The three Walkers watched in horror as the innocent-looking little girl who had fed them just a few hours earlier, now fed their soon-to-be executioners treats just minutes before the hanging. It somehow cemented the reality of their horrible situation in a way that hadn’t quite sunk in before that.
Several minutes later, however, the two deputies slumped down on the floor as if they’d been clubbed on their noggins with tire irons.
“What just happened?” Eleanor asked.
Cordelia got to the point. “Did you just poison the deputies?”
“Not poisoned, exactly,” Adie said cheerily as she un-hooked keys from Deputy McCoy’s belt. “My daddy’s the county doctor. I just borrowed some medications that he uses to help patients sleep.”

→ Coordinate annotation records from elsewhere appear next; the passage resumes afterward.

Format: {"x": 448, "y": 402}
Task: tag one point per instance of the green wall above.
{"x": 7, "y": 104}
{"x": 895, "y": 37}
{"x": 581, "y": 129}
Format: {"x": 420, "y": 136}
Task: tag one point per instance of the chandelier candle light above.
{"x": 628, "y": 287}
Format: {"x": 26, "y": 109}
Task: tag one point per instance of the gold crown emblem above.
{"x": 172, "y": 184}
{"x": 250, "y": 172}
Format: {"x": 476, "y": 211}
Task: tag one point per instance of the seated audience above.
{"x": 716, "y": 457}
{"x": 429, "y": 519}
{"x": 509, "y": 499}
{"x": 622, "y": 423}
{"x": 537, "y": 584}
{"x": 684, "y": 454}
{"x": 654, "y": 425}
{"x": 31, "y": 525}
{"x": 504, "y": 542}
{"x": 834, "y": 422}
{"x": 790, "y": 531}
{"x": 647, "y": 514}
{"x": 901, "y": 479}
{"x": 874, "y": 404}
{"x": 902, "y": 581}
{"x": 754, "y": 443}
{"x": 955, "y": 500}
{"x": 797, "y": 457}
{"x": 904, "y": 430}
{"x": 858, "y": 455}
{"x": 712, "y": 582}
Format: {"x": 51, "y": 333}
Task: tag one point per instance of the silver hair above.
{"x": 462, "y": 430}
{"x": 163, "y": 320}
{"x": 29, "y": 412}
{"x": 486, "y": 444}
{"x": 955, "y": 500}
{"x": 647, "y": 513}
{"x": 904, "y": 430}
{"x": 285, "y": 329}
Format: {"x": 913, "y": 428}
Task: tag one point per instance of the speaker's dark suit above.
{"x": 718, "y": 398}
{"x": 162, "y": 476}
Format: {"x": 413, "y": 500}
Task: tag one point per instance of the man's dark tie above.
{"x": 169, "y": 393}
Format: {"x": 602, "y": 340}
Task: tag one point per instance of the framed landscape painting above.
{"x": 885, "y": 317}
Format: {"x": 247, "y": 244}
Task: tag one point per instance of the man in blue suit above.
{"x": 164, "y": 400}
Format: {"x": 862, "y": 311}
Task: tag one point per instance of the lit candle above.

“Why are you helping us?” Brendan asked.
Adie hurried over to the cell with a key ring that held just four keys. “I saw what happened,” she said, trying the first key. “How they arrested you for basically nothing. It’s not right. Plus, I hate the sheriff. He murdered my dog, Duffy, in cold blood. One day I was walking through town with Duffy, and Sheriff Abernathy reached down to pet him and he growled. A tiny growl, nothing too threatening. He always could sense evil in people—which is why I suspect he growled in the first place. But the sheriff took offense . . . and shot poor Duffy right there in the street.”
Eleanor’s eyes widened.
“That’s the most horrible story I’ve ever heard,” she said as she rushed out of the cell. “Thank you for saving us.”
She gave Adie a big hug, in spite of her being a relative stranger.
“I suspect you would have done the same for me,” Adie said. “Now, we have to hurry; the sheriff will be back soon. Wait . . . is he with you too?”
She pointed at Lefty Payne.
He was still seated calmly on the bench as if nothing at all unusual were happening. But he did have his head up again and he looked at them intently.
“Not really?” Brendan said, unsure of what the truth was precisely.